Für das kommende Wochenende lädt der Heiligenberger Künstler Herbert Stehle zu einem Tag des offenen Ateliers in sein Anwesen am Steigener Mühlenweg 21 ein. Zu betrachten sind in Atelier, Werkstatt und großem Garten dann neuere Skulpturen, Collagen und Objekte aus Holz und Beton. Zahlreiche weitere Exponate geben einen Überblick über seine Arbeiten aus verschiedenen Epochen, die „zu besonderen Preisen“ – sie stammen, wie er im Vorgespräch wissen lässt, „aus der D-Mark-Zeit“ – auch erworben werden können. Am Sonntagvormittag um 11 Uhr gibt es eine Matinee mit der Pianistin Felizitas Rodach, Stehles Nachbarin.
Für Triennale in Bad Ragaz
Im Zentrum steht aber die Präsentation einer Betonskulptur, die für die im nächsten Jahr stattfindende Ausstellung „Schweizerische Triennale der Skulptur“ in Bad Ragaz vorgesehen ist. Stehle wurde dazu speziell eingeladen, was sein Renommee weit über die Grenzen der Region hinaus belegt. Stehles Beitrag wird die Skulptur „Treppe durchs Haus“ sein, ein vier mal vier Meter großer Betonguss, der in nächster Zeit in Zusammenarbeit mit einer schweizerischen Firma entstehen soll, die sich auf derart filigrane Arbeiten versteht. Das Werk wird dann nach Ragaz transportiert und soll dort nach Möglichkeit auch verkauft werden.
Seit Jahren ist das Haus Stehles Leitthema, quasi sein Lebensthema. Dessen alltägliches Auftreten in mannigfaltigen Erscheinungsformen entzieht er dem gewohnten Blick, führt es in neuen Perspektiven, Positionen und Materialien vor und reduziert es mit wenigen Linien und Flächen auf sein Wesentliches. Damit öffnet er das Haus für seinen ideenhaft-symbolischen Gehalt: der Rückzugsort, das Beschützende, das Bergende, das Behaust-Sein, das zugleich einladend Offene, zu dem sich der Betrachter in Beziehung zu setzen hat. Einzige Zutat – es fehlen etwa Fenster oder zierendes Beiwerk – ist die Treppe, die das Innen und Außen des Objekts funktional doppeldeutig verbindet oder abschließt.
Raum für eigene Empfindungen
Entsprechend reduziert ist das verwendete Material: gegossener Beton, Metallplatten oder Vierkantrohr, seltener auch Holz. Gerade die Offenheit, Kargheit und Durchsichtigkeit der Objekte bietet dem Betrachter Raum für eigene Empfindung und Deutung. Skulpteur Stehle spricht von seinem „Bauchhaus“, seinem „inneren Haus“, für dessen Möblierung aber jeder selbst verantwortlich sei. Ihn selber verbindet es auch mit der Erfahrung, als Fünfjähriger seinen Vater verloren zu haben.

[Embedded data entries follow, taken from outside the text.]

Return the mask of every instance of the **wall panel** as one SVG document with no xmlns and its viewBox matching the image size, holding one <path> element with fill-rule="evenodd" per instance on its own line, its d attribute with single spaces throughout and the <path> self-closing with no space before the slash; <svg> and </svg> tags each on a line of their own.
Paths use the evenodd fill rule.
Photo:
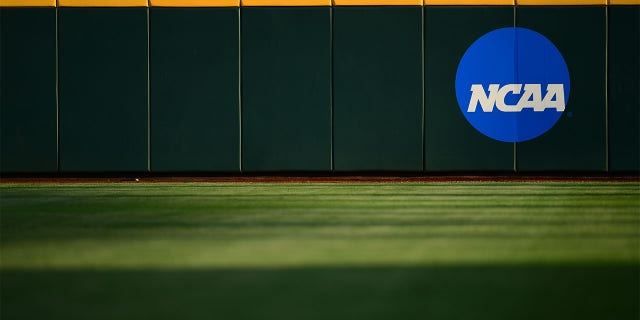
<svg viewBox="0 0 640 320">
<path fill-rule="evenodd" d="M 640 171 L 640 6 L 609 7 L 608 56 L 609 170 Z"/>
<path fill-rule="evenodd" d="M 484 34 L 513 26 L 507 6 L 425 7 L 425 170 L 513 170 L 513 144 L 473 128 L 458 106 L 456 72 Z"/>
<path fill-rule="evenodd" d="M 152 8 L 151 170 L 239 171 L 237 8 Z"/>
<path fill-rule="evenodd" d="M 55 172 L 56 12 L 0 8 L 0 172 Z"/>
<path fill-rule="evenodd" d="M 330 8 L 241 10 L 243 170 L 331 170 Z"/>
<path fill-rule="evenodd" d="M 519 171 L 606 169 L 605 16 L 603 6 L 518 7 L 517 26 L 554 43 L 571 78 L 560 120 L 542 136 L 517 144 Z"/>
<path fill-rule="evenodd" d="M 62 171 L 146 171 L 146 8 L 60 8 Z"/>
<path fill-rule="evenodd" d="M 422 8 L 335 7 L 336 171 L 422 171 Z"/>
</svg>

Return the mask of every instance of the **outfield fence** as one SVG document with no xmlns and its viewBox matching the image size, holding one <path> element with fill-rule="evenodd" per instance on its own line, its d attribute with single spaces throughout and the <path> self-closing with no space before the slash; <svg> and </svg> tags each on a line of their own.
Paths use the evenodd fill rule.
<svg viewBox="0 0 640 320">
<path fill-rule="evenodd" d="M 0 0 L 0 172 L 638 172 L 640 1 Z M 546 36 L 548 132 L 474 129 L 456 70 Z"/>
</svg>

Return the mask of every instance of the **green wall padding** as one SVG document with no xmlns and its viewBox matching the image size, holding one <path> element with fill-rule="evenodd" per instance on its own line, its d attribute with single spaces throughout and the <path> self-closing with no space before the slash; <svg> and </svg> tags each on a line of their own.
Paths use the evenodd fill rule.
<svg viewBox="0 0 640 320">
<path fill-rule="evenodd" d="M 425 7 L 425 170 L 512 171 L 513 143 L 486 137 L 458 106 L 458 63 L 478 38 L 513 26 L 512 7 Z"/>
<path fill-rule="evenodd" d="M 516 25 L 547 37 L 571 78 L 564 114 L 542 136 L 518 143 L 518 171 L 606 170 L 606 8 L 518 7 Z"/>
<path fill-rule="evenodd" d="M 330 8 L 241 10 L 243 170 L 331 170 Z"/>
<path fill-rule="evenodd" d="M 640 171 L 637 5 L 0 18 L 2 173 Z M 571 78 L 556 125 L 517 144 L 476 131 L 455 95 L 466 49 L 514 23 L 551 40 Z"/>
<path fill-rule="evenodd" d="M 237 8 L 150 9 L 151 170 L 240 170 Z"/>
<path fill-rule="evenodd" d="M 609 7 L 609 170 L 640 171 L 640 6 Z"/>
<path fill-rule="evenodd" d="M 336 171 L 422 171 L 422 8 L 335 7 Z"/>
<path fill-rule="evenodd" d="M 58 170 L 56 11 L 0 8 L 0 172 Z"/>
<path fill-rule="evenodd" d="M 146 171 L 147 9 L 59 10 L 62 171 Z"/>
</svg>

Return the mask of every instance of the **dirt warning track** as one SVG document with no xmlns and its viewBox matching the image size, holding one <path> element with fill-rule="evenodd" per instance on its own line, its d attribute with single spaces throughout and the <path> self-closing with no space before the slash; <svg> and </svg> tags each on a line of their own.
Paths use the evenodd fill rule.
<svg viewBox="0 0 640 320">
<path fill-rule="evenodd" d="M 433 175 L 433 176 L 9 176 L 9 183 L 437 183 L 437 182 L 638 182 L 640 176 L 561 176 L 561 175 Z"/>
</svg>

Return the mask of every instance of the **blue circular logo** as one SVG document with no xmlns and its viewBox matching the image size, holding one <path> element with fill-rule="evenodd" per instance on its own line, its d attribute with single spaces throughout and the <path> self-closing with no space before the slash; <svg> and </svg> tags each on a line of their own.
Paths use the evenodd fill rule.
<svg viewBox="0 0 640 320">
<path fill-rule="evenodd" d="M 551 129 L 569 100 L 569 70 L 545 36 L 526 28 L 493 30 L 465 52 L 456 97 L 467 121 L 489 138 L 521 142 Z"/>
</svg>

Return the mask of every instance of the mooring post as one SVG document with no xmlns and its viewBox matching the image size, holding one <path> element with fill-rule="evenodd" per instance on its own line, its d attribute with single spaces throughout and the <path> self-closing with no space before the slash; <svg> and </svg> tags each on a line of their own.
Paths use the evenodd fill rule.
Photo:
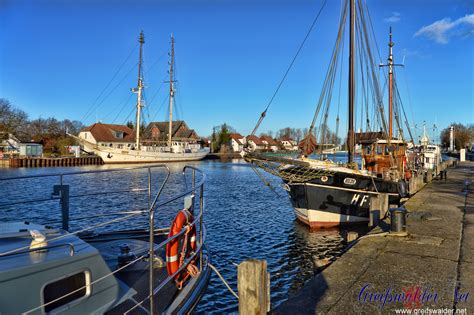
<svg viewBox="0 0 474 315">
<path fill-rule="evenodd" d="M 237 268 L 239 314 L 267 314 L 270 311 L 270 274 L 266 260 L 246 260 Z"/>
</svg>

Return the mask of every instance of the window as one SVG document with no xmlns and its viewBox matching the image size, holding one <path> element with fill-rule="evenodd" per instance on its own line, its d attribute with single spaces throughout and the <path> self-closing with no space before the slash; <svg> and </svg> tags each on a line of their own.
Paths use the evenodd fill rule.
<svg viewBox="0 0 474 315">
<path fill-rule="evenodd" d="M 377 154 L 382 154 L 382 145 L 377 144 L 377 147 L 375 149 L 375 153 Z"/>
<path fill-rule="evenodd" d="M 52 310 L 58 307 L 69 304 L 72 301 L 78 300 L 82 297 L 88 296 L 90 294 L 90 287 L 88 287 L 89 284 L 89 273 L 86 273 L 85 271 L 47 284 L 43 289 L 44 304 L 54 301 L 60 298 L 61 296 L 64 296 L 73 291 L 78 291 L 56 302 L 46 305 L 44 307 L 45 312 L 51 312 Z"/>
<path fill-rule="evenodd" d="M 123 144 L 117 144 L 117 148 L 123 149 Z"/>
<path fill-rule="evenodd" d="M 87 132 L 84 133 L 84 139 L 87 139 Z"/>
<path fill-rule="evenodd" d="M 390 153 L 390 152 L 389 152 L 389 151 L 390 151 L 389 148 L 390 148 L 390 147 L 389 147 L 388 145 L 385 145 L 385 147 L 384 147 L 385 150 L 383 151 L 383 154 L 384 154 L 384 155 L 389 155 L 389 153 Z"/>
<path fill-rule="evenodd" d="M 109 147 L 113 147 L 112 143 L 109 143 Z"/>
<path fill-rule="evenodd" d="M 367 155 L 372 154 L 372 146 L 371 145 L 365 146 L 365 154 L 367 154 Z"/>
</svg>

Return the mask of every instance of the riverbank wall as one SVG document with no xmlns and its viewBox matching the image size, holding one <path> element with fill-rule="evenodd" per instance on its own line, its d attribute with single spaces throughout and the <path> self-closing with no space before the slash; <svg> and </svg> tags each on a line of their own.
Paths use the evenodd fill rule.
<svg viewBox="0 0 474 315">
<path fill-rule="evenodd" d="M 474 162 L 445 171 L 405 203 L 407 236 L 383 220 L 272 313 L 472 313 Z"/>
<path fill-rule="evenodd" d="M 10 158 L 10 167 L 67 167 L 82 165 L 102 165 L 104 161 L 99 156 L 59 157 L 59 158 Z"/>
</svg>

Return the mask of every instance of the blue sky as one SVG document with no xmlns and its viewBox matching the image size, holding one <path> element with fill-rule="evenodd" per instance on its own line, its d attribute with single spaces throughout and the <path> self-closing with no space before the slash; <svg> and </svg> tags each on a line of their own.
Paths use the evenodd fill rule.
<svg viewBox="0 0 474 315">
<path fill-rule="evenodd" d="M 147 121 L 165 120 L 163 81 L 169 36 L 174 33 L 177 117 L 204 136 L 223 122 L 248 134 L 322 3 L 1 0 L 0 97 L 31 118 L 82 119 L 86 124 L 133 119 L 130 88 L 136 85 L 137 38 L 144 30 L 148 101 L 144 116 Z M 421 126 L 426 120 L 441 129 L 452 121 L 474 123 L 473 2 L 367 3 L 382 55 L 377 62 L 385 62 L 390 25 L 395 59 L 405 60 L 397 77 L 410 122 Z M 340 1 L 328 0 L 259 131 L 309 126 L 339 10 Z M 344 101 L 342 126 L 346 108 Z M 334 111 L 329 118 L 333 128 Z"/>
</svg>

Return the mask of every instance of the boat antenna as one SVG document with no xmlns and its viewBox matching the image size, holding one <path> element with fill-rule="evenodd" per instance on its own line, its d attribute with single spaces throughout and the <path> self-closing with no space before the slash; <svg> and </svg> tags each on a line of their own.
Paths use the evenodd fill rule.
<svg viewBox="0 0 474 315">
<path fill-rule="evenodd" d="M 135 148 L 140 149 L 140 113 L 142 111 L 142 89 L 143 89 L 143 80 L 142 80 L 142 61 L 143 61 L 143 44 L 145 43 L 145 35 L 143 31 L 140 32 L 140 37 L 138 39 L 140 43 L 140 53 L 138 58 L 138 86 L 135 89 L 132 89 L 133 92 L 137 92 L 137 122 L 136 122 L 136 139 L 135 139 Z"/>
<path fill-rule="evenodd" d="M 174 98 L 174 78 L 173 78 L 173 66 L 174 66 L 174 37 L 173 33 L 171 33 L 171 53 L 170 53 L 170 117 L 169 117 L 169 124 L 168 124 L 168 147 L 171 149 L 171 132 L 173 131 L 173 98 Z"/>
<path fill-rule="evenodd" d="M 349 11 L 349 25 L 350 25 L 350 37 L 349 37 L 349 118 L 348 118 L 348 163 L 354 161 L 354 147 L 355 147 L 355 135 L 354 135 L 354 101 L 355 101 L 355 20 L 356 20 L 356 9 L 355 0 L 350 0 L 350 11 Z"/>
</svg>

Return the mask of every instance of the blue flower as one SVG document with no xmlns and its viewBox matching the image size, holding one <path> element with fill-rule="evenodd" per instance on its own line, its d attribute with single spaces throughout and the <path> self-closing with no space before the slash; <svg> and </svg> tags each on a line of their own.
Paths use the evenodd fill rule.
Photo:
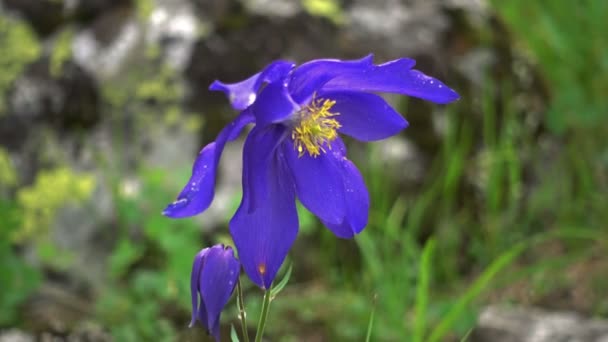
<svg viewBox="0 0 608 342">
<path fill-rule="evenodd" d="M 198 320 L 216 341 L 220 340 L 220 314 L 234 291 L 240 268 L 230 247 L 215 245 L 196 255 L 190 275 L 190 327 Z"/>
<path fill-rule="evenodd" d="M 224 145 L 255 123 L 243 147 L 243 198 L 230 232 L 247 275 L 269 288 L 298 232 L 296 198 L 340 238 L 365 228 L 369 196 L 338 133 L 373 141 L 408 126 L 375 93 L 440 104 L 458 99 L 439 80 L 412 69 L 414 64 L 402 58 L 374 65 L 371 55 L 297 67 L 276 61 L 239 83 L 215 81 L 210 89 L 224 92 L 241 113 L 203 148 L 192 177 L 164 214 L 178 218 L 205 210 Z"/>
</svg>

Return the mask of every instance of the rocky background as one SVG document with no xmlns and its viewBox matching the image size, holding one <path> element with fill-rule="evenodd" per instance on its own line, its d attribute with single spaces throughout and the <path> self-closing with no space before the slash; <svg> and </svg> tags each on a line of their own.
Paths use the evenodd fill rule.
<svg viewBox="0 0 608 342">
<path fill-rule="evenodd" d="M 207 212 L 160 212 L 234 115 L 208 85 L 370 52 L 415 58 L 462 99 L 390 97 L 410 128 L 349 141 L 370 227 L 337 240 L 302 213 L 270 340 L 361 340 L 374 305 L 373 340 L 608 340 L 606 7 L 2 0 L 0 341 L 204 340 L 186 329 L 190 265 L 229 243 L 241 143 Z"/>
</svg>

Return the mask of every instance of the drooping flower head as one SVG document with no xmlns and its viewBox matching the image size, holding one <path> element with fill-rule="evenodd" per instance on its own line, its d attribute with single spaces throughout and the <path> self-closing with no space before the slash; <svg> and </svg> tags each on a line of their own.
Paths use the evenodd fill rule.
<svg viewBox="0 0 608 342">
<path fill-rule="evenodd" d="M 371 55 L 297 67 L 276 61 L 239 83 L 215 81 L 210 89 L 224 92 L 241 113 L 203 148 L 186 187 L 164 214 L 177 218 L 205 210 L 224 145 L 255 123 L 243 147 L 243 198 L 230 232 L 247 275 L 269 288 L 298 232 L 296 198 L 340 238 L 365 228 L 369 195 L 339 133 L 373 141 L 408 125 L 375 93 L 440 104 L 458 99 L 439 80 L 412 69 L 414 64 L 402 58 L 374 65 Z"/>
<path fill-rule="evenodd" d="M 240 268 L 230 247 L 215 245 L 196 255 L 190 275 L 190 327 L 199 321 L 216 341 L 220 340 L 220 314 L 234 291 Z"/>
</svg>

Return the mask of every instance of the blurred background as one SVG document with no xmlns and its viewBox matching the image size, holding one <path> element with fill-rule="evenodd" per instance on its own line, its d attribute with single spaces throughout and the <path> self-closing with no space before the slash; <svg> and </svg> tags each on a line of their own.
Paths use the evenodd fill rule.
<svg viewBox="0 0 608 342">
<path fill-rule="evenodd" d="M 606 14 L 604 0 L 1 0 L 0 341 L 207 340 L 187 328 L 191 263 L 231 243 L 242 140 L 206 213 L 160 213 L 235 116 L 208 85 L 370 52 L 415 58 L 462 98 L 389 96 L 410 127 L 347 141 L 369 225 L 340 240 L 301 211 L 268 340 L 361 341 L 374 310 L 373 341 L 608 338 Z M 244 286 L 253 333 L 261 292 Z M 222 322 L 228 340 L 234 300 Z"/>
</svg>

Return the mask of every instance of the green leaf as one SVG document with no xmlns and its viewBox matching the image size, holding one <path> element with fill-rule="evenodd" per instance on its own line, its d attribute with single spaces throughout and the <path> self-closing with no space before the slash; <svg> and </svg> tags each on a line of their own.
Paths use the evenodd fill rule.
<svg viewBox="0 0 608 342">
<path fill-rule="evenodd" d="M 118 241 L 116 248 L 109 259 L 110 276 L 119 278 L 125 275 L 131 267 L 143 255 L 143 248 L 127 238 Z"/>
<path fill-rule="evenodd" d="M 292 266 L 293 264 L 289 264 L 289 268 L 287 269 L 287 272 L 285 272 L 285 276 L 283 276 L 283 279 L 281 279 L 281 281 L 276 286 L 270 289 L 270 298 L 276 297 L 279 292 L 283 290 L 285 285 L 287 285 L 287 282 L 289 282 L 289 278 L 291 277 Z"/>
<path fill-rule="evenodd" d="M 239 335 L 237 335 L 234 325 L 230 324 L 230 340 L 232 342 L 240 342 Z"/>
<path fill-rule="evenodd" d="M 521 243 L 511 248 L 507 252 L 498 257 L 490 266 L 475 280 L 473 285 L 461 296 L 452 309 L 445 317 L 437 324 L 428 341 L 440 341 L 445 337 L 448 330 L 454 325 L 454 322 L 463 314 L 467 306 L 492 281 L 494 276 L 498 274 L 506 266 L 510 265 L 516 257 L 518 257 L 527 247 L 527 244 Z"/>
</svg>

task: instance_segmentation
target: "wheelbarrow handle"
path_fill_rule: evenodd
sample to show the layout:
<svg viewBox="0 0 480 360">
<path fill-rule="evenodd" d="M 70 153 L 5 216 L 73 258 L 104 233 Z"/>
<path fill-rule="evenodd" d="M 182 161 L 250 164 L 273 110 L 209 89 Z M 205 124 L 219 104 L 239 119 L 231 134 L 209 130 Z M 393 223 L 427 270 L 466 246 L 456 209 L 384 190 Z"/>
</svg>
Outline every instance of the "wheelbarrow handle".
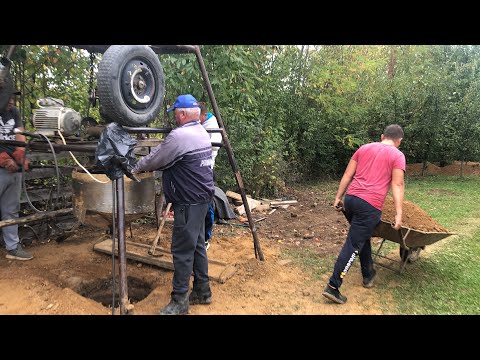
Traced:
<svg viewBox="0 0 480 360">
<path fill-rule="evenodd" d="M 400 246 L 402 246 L 402 247 L 405 248 L 405 249 L 408 249 L 408 246 L 405 244 L 405 239 L 407 238 L 407 236 L 408 236 L 408 234 L 410 233 L 410 230 L 411 230 L 411 229 L 408 229 L 408 230 L 407 230 L 407 233 L 406 233 L 405 235 L 403 235 L 402 229 L 403 229 L 403 228 L 398 229 L 398 235 L 400 236 Z"/>
</svg>

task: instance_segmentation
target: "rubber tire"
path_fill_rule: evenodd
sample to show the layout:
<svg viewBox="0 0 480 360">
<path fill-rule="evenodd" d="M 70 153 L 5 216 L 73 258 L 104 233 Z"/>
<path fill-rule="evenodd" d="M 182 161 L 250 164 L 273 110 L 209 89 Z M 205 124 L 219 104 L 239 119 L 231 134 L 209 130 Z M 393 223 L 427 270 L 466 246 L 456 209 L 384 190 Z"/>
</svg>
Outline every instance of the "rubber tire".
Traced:
<svg viewBox="0 0 480 360">
<path fill-rule="evenodd" d="M 135 110 L 121 92 L 121 76 L 125 66 L 134 59 L 148 64 L 153 73 L 155 92 L 146 109 Z M 144 126 L 155 120 L 162 109 L 165 78 L 157 54 L 146 45 L 112 45 L 103 54 L 97 75 L 100 115 L 107 122 L 124 126 Z"/>
</svg>

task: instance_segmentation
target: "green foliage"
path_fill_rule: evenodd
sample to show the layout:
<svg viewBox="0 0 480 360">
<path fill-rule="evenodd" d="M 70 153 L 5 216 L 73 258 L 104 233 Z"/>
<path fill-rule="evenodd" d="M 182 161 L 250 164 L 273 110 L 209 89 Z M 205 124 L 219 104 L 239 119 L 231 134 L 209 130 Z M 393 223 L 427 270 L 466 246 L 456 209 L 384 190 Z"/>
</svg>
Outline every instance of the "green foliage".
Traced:
<svg viewBox="0 0 480 360">
<path fill-rule="evenodd" d="M 299 179 L 342 174 L 353 152 L 378 141 L 391 123 L 404 127 L 401 150 L 408 162 L 480 157 L 478 46 L 205 45 L 201 52 L 252 194 L 268 196 Z M 36 100 L 45 96 L 99 119 L 98 108 L 88 105 L 87 52 L 25 45 L 12 59 L 27 125 Z M 95 70 L 100 59 L 97 54 Z M 195 56 L 161 55 L 160 62 L 164 110 L 182 93 L 209 102 Z M 174 125 L 166 111 L 152 124 Z M 219 186 L 236 187 L 223 149 L 215 171 Z"/>
<path fill-rule="evenodd" d="M 98 65 L 98 58 L 94 67 Z M 12 74 L 18 89 L 20 110 L 27 127 L 39 98 L 54 97 L 80 113 L 99 120 L 98 108 L 88 103 L 90 59 L 86 51 L 55 45 L 22 45 L 12 57 Z M 94 77 L 93 87 L 96 78 Z"/>
</svg>

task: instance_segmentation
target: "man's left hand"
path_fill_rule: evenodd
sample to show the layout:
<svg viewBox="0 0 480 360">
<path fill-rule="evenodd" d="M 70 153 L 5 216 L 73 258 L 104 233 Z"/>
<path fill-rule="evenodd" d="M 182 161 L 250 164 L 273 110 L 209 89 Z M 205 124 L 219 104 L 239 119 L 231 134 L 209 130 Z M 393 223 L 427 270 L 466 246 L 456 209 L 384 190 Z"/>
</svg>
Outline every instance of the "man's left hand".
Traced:
<svg viewBox="0 0 480 360">
<path fill-rule="evenodd" d="M 25 157 L 25 149 L 24 148 L 17 148 L 13 153 L 12 153 L 13 158 L 17 162 L 18 165 L 23 166 L 25 171 L 30 170 L 30 163 L 28 159 Z"/>
</svg>

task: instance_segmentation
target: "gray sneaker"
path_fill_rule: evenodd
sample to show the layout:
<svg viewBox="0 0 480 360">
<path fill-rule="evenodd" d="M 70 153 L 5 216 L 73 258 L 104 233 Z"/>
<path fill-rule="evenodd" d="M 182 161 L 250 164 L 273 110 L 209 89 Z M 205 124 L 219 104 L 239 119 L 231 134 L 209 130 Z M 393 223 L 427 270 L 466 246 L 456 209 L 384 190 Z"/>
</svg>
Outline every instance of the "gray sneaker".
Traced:
<svg viewBox="0 0 480 360">
<path fill-rule="evenodd" d="M 7 255 L 5 256 L 7 259 L 13 260 L 32 260 L 33 256 L 23 250 L 22 245 L 18 244 L 16 249 L 8 250 Z"/>
</svg>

Jedenfalls widersteht Herbert Stehle der Perspektive der Nützlichkeit. „Diesen Blick“, so erläutert der Künstler, „müssen wir immer wieder lernen.“ Seine Objekte ästhetisieren auch ihr Umfeld. Manche scheint man betreten zu können, sie beziehen den Betrachter ein, so dass er sich zu der Räumlichkeit der Objekte – ihrer Größe, ihren Positionen und Proportionen im Raum – zwanglos ins Verhältnis setzt.